For submission of a bunch of calibrations we will want a method that just takes start dates and the end dates get worked out automatically if they are not specified explicitly. Or at least we will need a pre-submission method that works all that out generically.

Very good point. This was the workflow in my head as well, but I hadn’t noticed the inherent conflict between that and refusing inserts that overlap. That makes the PostgreSQL-range solution I had in mind much less complete (sadly, EXCLUSION constraints can’t be used with INSERT ... ON CONFLICT DO UPDATE).

I think I’m still favoring it, along with an explicit decertify step, because it still provides what seems by far the simplest way of guaranteeing “errors thrown if the new certify still overlaps”, even in the presence of concurrency (which shouldn’t be common, but I don’t want even rare things to have a chance of corrupting the registry). And it should provide the best performance as well, since it comes with custom indexes.

The alternatives I can think of (getting into the weeds for the database experts here) all involve explicit table locking around a multi-statement implementation of what appears to the user as a single action (and that’s what we’ll have to do with SQLite regardless, but it’s going to lock whether we ask it to or not). That would involve some combination of INSERT and SELECT if we still make decertify a separate step, but it would also allow us to support replace=True (or some slightly safer variant, like one that only rewrites the end timestamps if they were previously infinite) by including some UPDATE or DELETE in that implementation.
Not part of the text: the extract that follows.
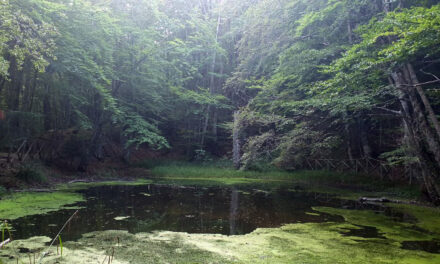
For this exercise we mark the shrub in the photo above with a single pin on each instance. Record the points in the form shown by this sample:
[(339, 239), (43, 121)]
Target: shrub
[(31, 174)]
This also made me wonder again about implementing this with each row only having the begin timestamp, with the end timestamp implied by the presence of another row with the same data ID and a later begin timestamp. That certainly handles the case where the last entry was open-ended and we want to close it by inserting a new one. But I think it makes it harder to checking for whether the new entry is between existing ones (regardless of whether that should be an error or a command to replace), and we end up with table-locking and a multi-statement implementation anyway.

Where are you imagining these coming from? I don’t think this is terribly hard, but the CPP people have thus far seemed to be unusually clear about not wanting support for making more than one validity range at a time (and often one dataset type) at a time. And import/export scenarios seem safer if they include begin and end timestamps explicitly.

I was thinking of this as a convenience function for things like defects and the other curated calibrations. This wouldn’t affect export at all since by that point the end dates would be set. Maybe the convenience function that I’m talking about simply goes in the code that reads the curated calibrations and it automatically defines the end date if absent.